Posted by Eric Welch on Mar 22nd 2025

To me, back then, this was living large.
Of course, it wasn’t. But at twenty, I thought I was sitting pretty.

I’d pull up to my apartment in my 2000 Cadillac STS—24” Giovanni rims catching the last of the Kentucky sun, a 15” drop-down TV hanging from the ceiling like some futuristic spaceship screen. Just sitting there. Engine humming. Smoke from a blunt curling slow out the window.

Sometimes I’d catch myself staring at the faded paint on the building, or watching the way the rims caught the light, like they were flashing some kind of Morse code. Lying to me saying you made it.

The car, the rims, the toys—they never truly mattered to me. I wasn’t a flashy guy at heart. But still, I played the part. Hood shit. Armor for the ego. A costume for the role of a man who wanted to look like he was “making it,” even if the script underneath was thin.
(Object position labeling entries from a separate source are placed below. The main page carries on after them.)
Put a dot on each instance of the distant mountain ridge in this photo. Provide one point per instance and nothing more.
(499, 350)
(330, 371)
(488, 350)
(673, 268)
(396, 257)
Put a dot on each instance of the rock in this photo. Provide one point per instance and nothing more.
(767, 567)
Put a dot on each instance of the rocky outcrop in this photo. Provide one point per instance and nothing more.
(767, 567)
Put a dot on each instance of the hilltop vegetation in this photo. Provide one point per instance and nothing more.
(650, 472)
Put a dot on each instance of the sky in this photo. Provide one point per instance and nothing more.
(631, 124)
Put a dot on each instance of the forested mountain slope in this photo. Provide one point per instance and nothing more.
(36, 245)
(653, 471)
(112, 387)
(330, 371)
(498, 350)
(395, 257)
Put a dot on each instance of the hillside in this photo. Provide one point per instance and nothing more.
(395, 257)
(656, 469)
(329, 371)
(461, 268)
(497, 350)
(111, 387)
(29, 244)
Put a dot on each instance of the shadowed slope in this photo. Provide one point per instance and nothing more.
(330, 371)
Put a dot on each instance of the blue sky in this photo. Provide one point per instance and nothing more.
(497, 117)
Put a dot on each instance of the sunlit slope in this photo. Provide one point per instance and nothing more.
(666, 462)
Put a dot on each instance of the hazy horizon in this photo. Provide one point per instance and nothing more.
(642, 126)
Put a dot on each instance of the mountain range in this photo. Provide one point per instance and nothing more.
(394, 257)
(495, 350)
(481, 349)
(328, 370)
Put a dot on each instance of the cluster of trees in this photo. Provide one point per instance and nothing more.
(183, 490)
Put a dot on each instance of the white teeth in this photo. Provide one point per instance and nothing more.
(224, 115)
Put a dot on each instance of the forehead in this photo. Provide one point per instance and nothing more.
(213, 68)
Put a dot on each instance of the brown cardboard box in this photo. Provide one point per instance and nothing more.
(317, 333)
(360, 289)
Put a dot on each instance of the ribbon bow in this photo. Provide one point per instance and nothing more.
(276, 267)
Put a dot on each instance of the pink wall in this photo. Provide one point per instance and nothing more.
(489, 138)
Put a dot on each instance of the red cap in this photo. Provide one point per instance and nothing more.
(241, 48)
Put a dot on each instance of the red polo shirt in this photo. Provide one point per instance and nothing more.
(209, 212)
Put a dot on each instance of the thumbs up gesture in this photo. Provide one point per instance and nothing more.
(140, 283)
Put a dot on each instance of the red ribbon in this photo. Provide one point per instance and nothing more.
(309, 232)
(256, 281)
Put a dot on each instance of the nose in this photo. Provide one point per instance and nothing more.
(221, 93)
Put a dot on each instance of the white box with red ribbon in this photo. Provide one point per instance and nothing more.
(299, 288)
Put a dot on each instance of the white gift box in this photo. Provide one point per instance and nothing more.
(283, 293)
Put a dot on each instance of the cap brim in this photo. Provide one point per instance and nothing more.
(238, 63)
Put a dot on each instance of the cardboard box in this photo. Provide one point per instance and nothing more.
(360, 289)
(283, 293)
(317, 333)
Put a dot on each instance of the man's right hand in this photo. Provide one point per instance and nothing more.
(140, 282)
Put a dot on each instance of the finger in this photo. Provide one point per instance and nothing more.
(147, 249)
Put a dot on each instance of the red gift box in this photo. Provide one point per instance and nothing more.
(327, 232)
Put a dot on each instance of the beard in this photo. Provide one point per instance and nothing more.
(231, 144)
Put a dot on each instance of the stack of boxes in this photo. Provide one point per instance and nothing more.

And always—always—there was the itch. That gnawing whisper telling me Kentucky was just a holding pen. Los Angeles was the real prize. The escape. The bigger stage. I didn’t know what the play would be, but I knew it wasn’t here.


When I finally climbed out of that Cadillac, the air felt lighter—like my wallet was helium and my ego was floating six inches above the ground.

Inside, my little kingdom was waiting for me. A big-screen TV sitting directly on the floor, a white velvet couch staring it down like the two cowboys in a duel. In the middle, a super contemporary rug—one of those loud, try-hard designs that looked high-class back then.

In the corner, by the kitchen, a tall bar-style table with two red leather stools. That’s where I’d eat sometimes, TV on, soaking in the feel of my own space.

And then, there was that beautiful glow.
Faint but unmistakable.

The hum of two 1,000-watt metal halide lights, blue-white radiance leaking out from under the grow room door. The sound was steady, low, comforting—like the heartbeat of the place. Inside, the plants stood tall and proud, blissed out under their artificial sun.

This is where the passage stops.